Milton Keynes has just marked the 50th anniversary of designation as one of the UK’s last new towns. The whole place is a remarkable piece of design research with its meticulous plans and radical ideas which have survived, to varying degrees, both in the archive and the built environment. One of the key early objectives of the Development Corporation was to get houses built quickly: you can’t have a city without people.

 

Detail from architects’ 6m long design drawing of Netherfield showing context of site. Reproduced courtesy of Chris Cross.

 

The grid road system produced sites of around 1km square and the early housing projects were predominantly social and characteristically large scale. One of these, Netherfield, was designed in the early 1970s by four architects known as the “Grunt Group”. Jeremy Dixon, Ed Jones, Chris Cross and Mike Gold had previously worked together on various proposals and projects including a number of social housing schemes in London.

 

Detail from architects’ 6m long design drawing of Netherfield showing layout of site. Reproduced courtesy of Chris Cross.

 

In Milton Keynes the group produced a rationalist vision of modern living which drew together modernist 20th century aesthetics with 18th century notions of context and setting. The result is a grid of 0.8km long terraces of one to three storey houses that grow out of the rise and fall of the landscape. The houses are different heights but the roofs are all level. The interiors exceed Parker Morris standards. The generous landscaping around them is currently the subject of an avaricious regeneration programme.

 

Detail from architects’ 6m long design drawing of Netherfield showing landscaping of site. Reproduced courtesy of Chris Cross.

 

An exhibition exploring the development, and current state, of Netherfield, opens at the Architectural Association next week (private view 6:30pm, 11th January, 2018). Every House on Langland Road, by Darren Umney and Simon Phipps, was funded by an Arts Council England grant and was first shown at Milton Keynes Gallery as part of the MK50 programme. The show brings together a number of representations of Netherfield including original architects’ drawings (one of these is a 6m x 3m long tracing paper roll which documents the whole design process) and photography of the estate as it was built and documented by John Donat.

 

Detail from architects’ 6m long design drawing of Netherfield showing section of housing on site.
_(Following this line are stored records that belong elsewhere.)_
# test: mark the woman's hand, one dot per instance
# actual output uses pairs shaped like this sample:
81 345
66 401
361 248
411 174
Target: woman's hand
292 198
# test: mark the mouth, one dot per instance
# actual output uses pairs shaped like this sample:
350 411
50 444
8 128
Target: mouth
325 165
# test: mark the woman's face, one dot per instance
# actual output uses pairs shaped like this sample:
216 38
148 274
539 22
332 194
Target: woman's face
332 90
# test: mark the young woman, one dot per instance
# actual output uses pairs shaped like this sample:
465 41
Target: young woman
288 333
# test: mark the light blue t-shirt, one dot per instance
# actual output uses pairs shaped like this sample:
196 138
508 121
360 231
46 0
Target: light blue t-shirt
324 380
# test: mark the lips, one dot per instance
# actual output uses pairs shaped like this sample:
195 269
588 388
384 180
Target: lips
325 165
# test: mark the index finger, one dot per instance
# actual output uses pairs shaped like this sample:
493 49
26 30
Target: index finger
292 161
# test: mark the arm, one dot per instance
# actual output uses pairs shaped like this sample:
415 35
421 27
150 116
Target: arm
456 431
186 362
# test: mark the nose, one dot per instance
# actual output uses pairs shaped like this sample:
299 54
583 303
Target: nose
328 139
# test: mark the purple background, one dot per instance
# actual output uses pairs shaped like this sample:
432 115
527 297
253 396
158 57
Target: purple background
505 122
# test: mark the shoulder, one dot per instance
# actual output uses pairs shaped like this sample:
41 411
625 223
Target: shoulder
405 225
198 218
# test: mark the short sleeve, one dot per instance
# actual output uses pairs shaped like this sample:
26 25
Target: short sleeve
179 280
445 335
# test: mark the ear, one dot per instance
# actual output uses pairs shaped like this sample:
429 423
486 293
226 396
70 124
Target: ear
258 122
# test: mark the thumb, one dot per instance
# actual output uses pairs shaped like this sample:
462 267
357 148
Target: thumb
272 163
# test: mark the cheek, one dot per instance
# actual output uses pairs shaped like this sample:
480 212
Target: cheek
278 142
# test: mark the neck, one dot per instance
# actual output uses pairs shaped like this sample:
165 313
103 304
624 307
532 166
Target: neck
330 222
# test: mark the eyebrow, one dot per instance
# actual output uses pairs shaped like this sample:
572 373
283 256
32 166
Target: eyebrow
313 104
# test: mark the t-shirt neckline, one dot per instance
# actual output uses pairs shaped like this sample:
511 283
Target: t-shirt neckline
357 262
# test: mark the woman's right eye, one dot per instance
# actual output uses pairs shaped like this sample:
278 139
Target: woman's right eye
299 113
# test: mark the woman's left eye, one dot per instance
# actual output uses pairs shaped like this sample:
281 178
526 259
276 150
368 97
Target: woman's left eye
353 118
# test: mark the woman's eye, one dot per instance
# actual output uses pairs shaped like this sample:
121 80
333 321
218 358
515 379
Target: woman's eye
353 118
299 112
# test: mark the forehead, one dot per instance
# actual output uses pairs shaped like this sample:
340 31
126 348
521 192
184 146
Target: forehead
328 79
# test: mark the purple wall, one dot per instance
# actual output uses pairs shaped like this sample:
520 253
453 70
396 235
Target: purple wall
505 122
Reproduced courtesy of Chris Cross.

 

Material from the archives is juxtaposed with contemporary images which reflect and expose the visual impact of the buildings, the topographical sweep of the site, and the structural aesthetics of architectural photography. A paper on the project has been published in cultural geographies. The exhibition continues until 10 February. Every House on Langland Road was funded by Arts Council England with additional support from Milton Keynes Gallery and the Architectural Association. It would not have been possible without the generosity of the architects and the patience of the archivists at the Centre for Buckinghamshire Studies, the RIBA and the Milton Keynes City Discovery Centre. Simon’s extensive and extending photographic archive of post-war architecture can be found on Instagram.

 

A leporello of Every House on Langland Road, produced for the exhibition. The influence of Ed Ruscha is acknowledged.